Has anyone any advice for me, I am looking for a holiday lens to add to my Canon 16-35 2.8 II or other suggestions, I think the current Canon is too large & heavy, any word on a replacement?
Thanks in advance.
Michael


----------



## Maximilian (Dec 15, 2014)

360_6pack said:


> Hi All
> I am considering asking Santa to bring me a new model Tamron 28-300 PZD for a 5dIII.
> 
> Has anyone any advice for me, I am looking for a holiday lens to add to my Canon 16-35 2.8 II or other suggestions, I think the current Canon is too large & heavy, any word on a replacement?
> ...



Hi Michael! 

IMHO I would only consider such a mega zoom lens for a 5D3 as a "holiday lens" If I'd only be willing to take just one lens with me. It's always a big IQ compromise for the convenience of just one lens. As soon as I'd be willing to take at least two lenses I'd split the job between them. 
Here the overlap from 28 to 35 is not so big, so I could consider this situation as such. 

It is depending on your preferred motives and style if the 28-300 PZD could be the right one for you.
Maybe you could tell us here a little bit more.

Until then I wouldn't do any alternative recommendations.


----------



## qwRad (Dec 15, 2014)

I have the 28-300 Tamron and also a 5D3. The IQ is surprisingly good for a superzoom and the lens is in my opinion a perfect one stop solution as a hiking/holiday lens.

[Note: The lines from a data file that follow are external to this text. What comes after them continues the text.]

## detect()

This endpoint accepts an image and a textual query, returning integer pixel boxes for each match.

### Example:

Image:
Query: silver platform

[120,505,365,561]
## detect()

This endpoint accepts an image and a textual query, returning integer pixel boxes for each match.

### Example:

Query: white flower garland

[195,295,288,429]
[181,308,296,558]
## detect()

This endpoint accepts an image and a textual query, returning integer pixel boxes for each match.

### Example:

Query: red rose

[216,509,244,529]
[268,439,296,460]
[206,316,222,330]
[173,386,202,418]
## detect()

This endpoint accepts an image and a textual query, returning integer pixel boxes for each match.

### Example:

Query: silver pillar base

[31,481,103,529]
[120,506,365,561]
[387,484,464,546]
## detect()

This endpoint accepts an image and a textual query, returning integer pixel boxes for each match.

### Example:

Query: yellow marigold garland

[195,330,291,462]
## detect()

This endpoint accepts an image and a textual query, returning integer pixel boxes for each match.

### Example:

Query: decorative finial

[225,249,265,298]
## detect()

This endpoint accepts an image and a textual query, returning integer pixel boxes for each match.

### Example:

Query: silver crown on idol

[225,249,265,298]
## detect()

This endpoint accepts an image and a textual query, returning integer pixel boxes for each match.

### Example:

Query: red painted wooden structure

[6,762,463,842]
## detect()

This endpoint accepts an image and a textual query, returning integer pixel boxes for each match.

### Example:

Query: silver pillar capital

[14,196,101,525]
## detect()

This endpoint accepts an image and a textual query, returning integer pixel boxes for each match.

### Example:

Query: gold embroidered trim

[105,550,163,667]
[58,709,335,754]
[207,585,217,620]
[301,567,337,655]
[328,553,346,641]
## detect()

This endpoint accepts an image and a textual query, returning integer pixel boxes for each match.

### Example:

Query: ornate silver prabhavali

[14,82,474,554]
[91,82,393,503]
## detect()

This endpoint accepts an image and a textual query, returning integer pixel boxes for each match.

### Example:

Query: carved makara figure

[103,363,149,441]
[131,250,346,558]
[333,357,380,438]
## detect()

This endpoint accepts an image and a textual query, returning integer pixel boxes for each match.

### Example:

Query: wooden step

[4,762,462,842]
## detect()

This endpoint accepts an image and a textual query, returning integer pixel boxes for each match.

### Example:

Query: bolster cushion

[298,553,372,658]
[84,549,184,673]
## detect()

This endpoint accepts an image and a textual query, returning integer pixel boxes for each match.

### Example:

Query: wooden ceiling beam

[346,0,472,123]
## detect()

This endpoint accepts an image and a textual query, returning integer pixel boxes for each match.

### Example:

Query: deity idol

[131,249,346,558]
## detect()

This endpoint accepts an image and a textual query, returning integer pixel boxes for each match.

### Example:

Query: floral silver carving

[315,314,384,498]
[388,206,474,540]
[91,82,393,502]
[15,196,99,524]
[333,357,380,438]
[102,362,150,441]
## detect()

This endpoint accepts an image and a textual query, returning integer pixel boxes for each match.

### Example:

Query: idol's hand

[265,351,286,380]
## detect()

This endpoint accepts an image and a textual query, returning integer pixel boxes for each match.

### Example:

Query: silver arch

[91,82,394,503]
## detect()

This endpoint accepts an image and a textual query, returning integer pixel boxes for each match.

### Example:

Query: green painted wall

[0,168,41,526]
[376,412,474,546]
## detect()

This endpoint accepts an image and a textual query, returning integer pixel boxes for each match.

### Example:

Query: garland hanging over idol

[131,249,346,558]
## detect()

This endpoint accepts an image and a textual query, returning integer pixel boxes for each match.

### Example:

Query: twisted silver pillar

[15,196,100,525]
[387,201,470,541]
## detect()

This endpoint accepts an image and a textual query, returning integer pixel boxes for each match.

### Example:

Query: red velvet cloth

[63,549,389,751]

The image quality isn't perfect but it is good enough. It won't quite compare to the 24-105 + 70-300L combo (especially in the long end) but the Tamron is so much easier to carry around and overall "simpler" package while hiking or skiing that I gladly take the IQ-hit over the greater weight for non critical photos.

I actually sold my 24-105L after using the 28-300 on a few trips since in the wide end the IQ-difference wasn't that big in my opinion.

I usually have the Samyang 14mm with me as a wide angle option and maybe a 50mm f/1.8 for low light situations and these three make a nice and easy to carry holiday kit.


----------